L'Explication Prémisse
Cet article signifie que le Parlement a posé des principes dans ce chapitre, mais que les règles pratiques (procédures, formulaires, délais, autorités compétentes, modalités d’application) seront précisées par un décret publié après avis du Conseil d’État. Autrement dit, le texte de loi renvoie à l’exécutif pour fixer les détails nécessaires à l’application concrète des dispositions.
Supposons que le chapitre crée une obligation nouvelle de formation annuelle pour certains salariés. Tant que le décret n’est pas publié, l’obligation existe en principe mais ses contours restent vagues. Le décret précisera par exemple le contenu minimum de la formation, les organismes agréés, le nombre d’heures à réaliser par an, les modalités de preuve et les délais de mise en œuvre. L’employeur devra appliquer ces règles une fois le décret paru et ne pourra se contenter d’interprétations individuelles en l’absence de ces précisions.
- Il s’agit d’un renvoi au pouvoir réglementaire : la loi fixe le principe, le décret détermine les modalités pratiques.
- Le décret requis est un décret en Conseil d’État, ce qui implique une procédure plus formelle et l’avis du Conseil d’État avant publication.
- Jusqu’à la publication du décret, les détails pratiques restent indéterminés : les employeurs et salariés peuvent manquer de précisions pour l’application concrète.
- Le décret ne peut contredire le texte de loi ni créer d’obligations hors du cadre fixé par le législateur (respect de la hiérarchie des normes).
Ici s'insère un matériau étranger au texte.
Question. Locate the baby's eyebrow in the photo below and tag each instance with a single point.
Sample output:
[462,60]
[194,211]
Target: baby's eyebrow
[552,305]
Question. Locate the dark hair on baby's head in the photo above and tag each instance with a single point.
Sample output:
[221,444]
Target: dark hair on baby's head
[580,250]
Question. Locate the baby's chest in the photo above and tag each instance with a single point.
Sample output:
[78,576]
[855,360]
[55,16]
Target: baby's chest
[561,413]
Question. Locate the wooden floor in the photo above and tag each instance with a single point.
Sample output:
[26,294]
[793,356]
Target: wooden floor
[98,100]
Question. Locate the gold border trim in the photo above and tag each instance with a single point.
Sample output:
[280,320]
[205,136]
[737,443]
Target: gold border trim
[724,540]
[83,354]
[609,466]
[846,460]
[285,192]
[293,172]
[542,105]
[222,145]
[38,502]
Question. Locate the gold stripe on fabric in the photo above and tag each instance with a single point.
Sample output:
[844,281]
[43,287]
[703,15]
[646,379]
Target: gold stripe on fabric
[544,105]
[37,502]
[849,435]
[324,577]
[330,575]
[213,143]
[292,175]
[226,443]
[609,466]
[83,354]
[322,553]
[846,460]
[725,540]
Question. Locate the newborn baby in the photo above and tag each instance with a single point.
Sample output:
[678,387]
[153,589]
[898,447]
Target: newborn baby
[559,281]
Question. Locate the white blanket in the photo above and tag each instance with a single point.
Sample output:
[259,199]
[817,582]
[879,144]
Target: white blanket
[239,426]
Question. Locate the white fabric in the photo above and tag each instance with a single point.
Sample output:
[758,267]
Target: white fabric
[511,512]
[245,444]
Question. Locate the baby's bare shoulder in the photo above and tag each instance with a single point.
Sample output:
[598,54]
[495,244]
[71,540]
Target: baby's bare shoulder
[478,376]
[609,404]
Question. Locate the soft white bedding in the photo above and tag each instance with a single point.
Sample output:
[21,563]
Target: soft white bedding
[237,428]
- Une fois publié, le décret s’impose aux employeurs et salariés : ils doivent respecter les modalités qu’il fixe (délais, formulaires, sanctions éventuelles).
- Le décret peut être contesté devant le juge administratif (recours pour excès de pouvoir) s’il excède la délégation ou méconnaît la loi ou la Constitution.
- L’absence de décret, ou un retard excessif, peut parfois faire l’objet d’un recours pour carence afin d’obtenir la publication des règles d’application.